Question : New Windows 7 workstations in existing SBS 2003 domain

I am updating and replacing all workstations (35 in total) for one of my larger clients.  The new workstations will all be Windows 7 Professional with Office 2010 Home and Business. The new PC's need to be installed on a weekend so that when staff arrive on Monday morning, they will simply turn on their new PC, log in and thier existing profile will load without a problem.

They currently use XP Pro and Office 2003. The DC is SBS 2003 standard

My question is in two parts:

1. How do I ensure that the existing roaming profiles will work properly with Windows 7? Do I have to change any settings or patch anything? Note that roaming profiles work perfectly now and I want to ensure that they continue to work well under Windows 7. I am also keen to ensure that there is very little disruption for users when they first log in first time.

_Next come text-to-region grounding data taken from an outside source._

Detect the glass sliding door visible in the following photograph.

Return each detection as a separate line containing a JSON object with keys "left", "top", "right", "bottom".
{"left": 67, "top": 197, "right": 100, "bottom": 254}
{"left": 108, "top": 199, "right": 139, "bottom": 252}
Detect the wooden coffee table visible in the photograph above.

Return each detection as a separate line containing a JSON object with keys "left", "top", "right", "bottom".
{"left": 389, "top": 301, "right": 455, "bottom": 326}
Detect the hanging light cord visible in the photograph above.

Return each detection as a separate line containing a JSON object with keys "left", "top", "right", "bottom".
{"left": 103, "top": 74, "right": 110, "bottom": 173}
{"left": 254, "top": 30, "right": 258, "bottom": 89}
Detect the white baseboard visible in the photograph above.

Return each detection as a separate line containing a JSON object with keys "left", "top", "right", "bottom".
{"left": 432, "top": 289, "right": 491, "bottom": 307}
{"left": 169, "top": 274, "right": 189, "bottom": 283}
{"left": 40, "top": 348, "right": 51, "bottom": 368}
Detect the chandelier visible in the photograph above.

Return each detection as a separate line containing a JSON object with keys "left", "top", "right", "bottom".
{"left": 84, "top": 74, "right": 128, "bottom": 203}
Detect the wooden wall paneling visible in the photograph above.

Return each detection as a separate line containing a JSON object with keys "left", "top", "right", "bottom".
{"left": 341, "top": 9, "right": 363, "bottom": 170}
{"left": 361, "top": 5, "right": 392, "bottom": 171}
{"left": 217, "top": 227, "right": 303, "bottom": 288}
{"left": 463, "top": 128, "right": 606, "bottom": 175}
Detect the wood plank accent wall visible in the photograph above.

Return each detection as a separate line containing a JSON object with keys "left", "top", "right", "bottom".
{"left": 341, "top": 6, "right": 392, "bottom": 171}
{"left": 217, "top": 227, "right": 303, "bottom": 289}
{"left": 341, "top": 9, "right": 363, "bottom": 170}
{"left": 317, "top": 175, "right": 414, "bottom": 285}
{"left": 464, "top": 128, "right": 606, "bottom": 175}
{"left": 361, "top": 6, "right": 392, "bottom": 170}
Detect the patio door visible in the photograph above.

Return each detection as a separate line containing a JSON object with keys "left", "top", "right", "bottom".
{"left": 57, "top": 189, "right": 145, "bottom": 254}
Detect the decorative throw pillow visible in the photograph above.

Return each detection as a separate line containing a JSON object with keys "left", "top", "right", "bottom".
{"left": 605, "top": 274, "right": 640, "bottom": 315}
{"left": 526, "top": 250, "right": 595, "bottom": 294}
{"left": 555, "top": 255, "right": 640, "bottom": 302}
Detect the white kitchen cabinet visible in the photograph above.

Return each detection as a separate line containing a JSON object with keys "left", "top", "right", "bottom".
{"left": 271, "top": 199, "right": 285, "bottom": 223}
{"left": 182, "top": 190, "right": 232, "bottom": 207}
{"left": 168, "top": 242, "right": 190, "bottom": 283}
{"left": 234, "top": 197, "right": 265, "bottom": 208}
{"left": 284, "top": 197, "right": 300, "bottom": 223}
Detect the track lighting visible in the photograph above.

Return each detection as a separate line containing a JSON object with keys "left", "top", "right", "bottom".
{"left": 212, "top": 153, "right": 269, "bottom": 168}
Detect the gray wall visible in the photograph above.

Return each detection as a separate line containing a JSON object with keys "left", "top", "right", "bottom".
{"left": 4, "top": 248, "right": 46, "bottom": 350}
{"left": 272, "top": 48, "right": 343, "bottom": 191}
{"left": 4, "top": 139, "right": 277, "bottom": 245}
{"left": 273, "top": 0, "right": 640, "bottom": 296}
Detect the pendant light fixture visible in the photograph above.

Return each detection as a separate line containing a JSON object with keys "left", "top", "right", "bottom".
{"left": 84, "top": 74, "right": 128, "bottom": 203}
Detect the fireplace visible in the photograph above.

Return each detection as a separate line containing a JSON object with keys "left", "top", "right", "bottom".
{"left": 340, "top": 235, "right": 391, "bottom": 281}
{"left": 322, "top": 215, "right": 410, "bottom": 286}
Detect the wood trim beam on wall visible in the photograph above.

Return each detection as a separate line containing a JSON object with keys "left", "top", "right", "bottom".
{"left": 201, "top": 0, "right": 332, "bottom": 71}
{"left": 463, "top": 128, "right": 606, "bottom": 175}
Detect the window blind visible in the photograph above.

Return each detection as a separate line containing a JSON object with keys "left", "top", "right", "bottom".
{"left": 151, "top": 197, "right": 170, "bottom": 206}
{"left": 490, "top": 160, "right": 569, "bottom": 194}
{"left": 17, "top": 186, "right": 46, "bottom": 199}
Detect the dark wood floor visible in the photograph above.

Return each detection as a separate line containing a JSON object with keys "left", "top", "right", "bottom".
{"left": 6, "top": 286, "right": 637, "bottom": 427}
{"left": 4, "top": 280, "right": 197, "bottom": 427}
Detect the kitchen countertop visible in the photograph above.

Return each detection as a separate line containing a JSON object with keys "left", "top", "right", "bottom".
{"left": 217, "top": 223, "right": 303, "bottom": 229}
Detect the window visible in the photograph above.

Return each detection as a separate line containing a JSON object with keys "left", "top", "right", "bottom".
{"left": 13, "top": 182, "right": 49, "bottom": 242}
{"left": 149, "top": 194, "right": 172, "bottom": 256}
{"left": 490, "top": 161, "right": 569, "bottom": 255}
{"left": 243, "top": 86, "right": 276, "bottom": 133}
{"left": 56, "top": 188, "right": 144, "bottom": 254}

2. As I have so many workstations to create, is there a way of running up a single workstation, joining it to the domain, creating an image and then copying that image across the rest of the PC's? I know there will be a problem with SIDs so how do I get around that? It would be great if the image was created then copied to the next PC so all that had to be done would be to update the Windows and Office activation keys and not have to join each and every PC to the domain manually.

Anything else I have forgotten?

Any other ideas or hints and tips welcome....

Thanks in advance.

Answer : New Windows 7 workstations in existing SBS 2003 domain

1) Roaming profiles changed significantly from 2000/XP to Vista/win7. The Windows 7 machines will *not* pull down old roaming profiles saved by XP/2000 machines. You will need to use a tool such as the Windows Easy Transfer or USMT to trasnfer your usres'settings.

2) You didn't mention *which* weekend you planned on doing this rollout, so if you have some time to plan ahead, I'd go over and work through the documentation and use the tools here:

http://technet.microsoft.com/en-us/solutionaccelerators/dd407791.aspx

The deployment toolkit will let you automate the USMT process for migrating settings, will let you create a "master" image with all of the software you want installed prior to deployment, and covers that SID issue. But to get everything working right does require a bit of a learning curve, planning, and most importantly testing. I wouldn't want to go into a weekend set up without knowing what to expect.

As I said, there is some up-front invenstment in time in setting this up, but once done, you can deploy current and future machines all with the same process, so there is some long-term reward, even in an SBS environment. I recommend this process for any organization of decent size (10 workstations or more, give or take) due to the long term savings and consistent and predictable image deployment.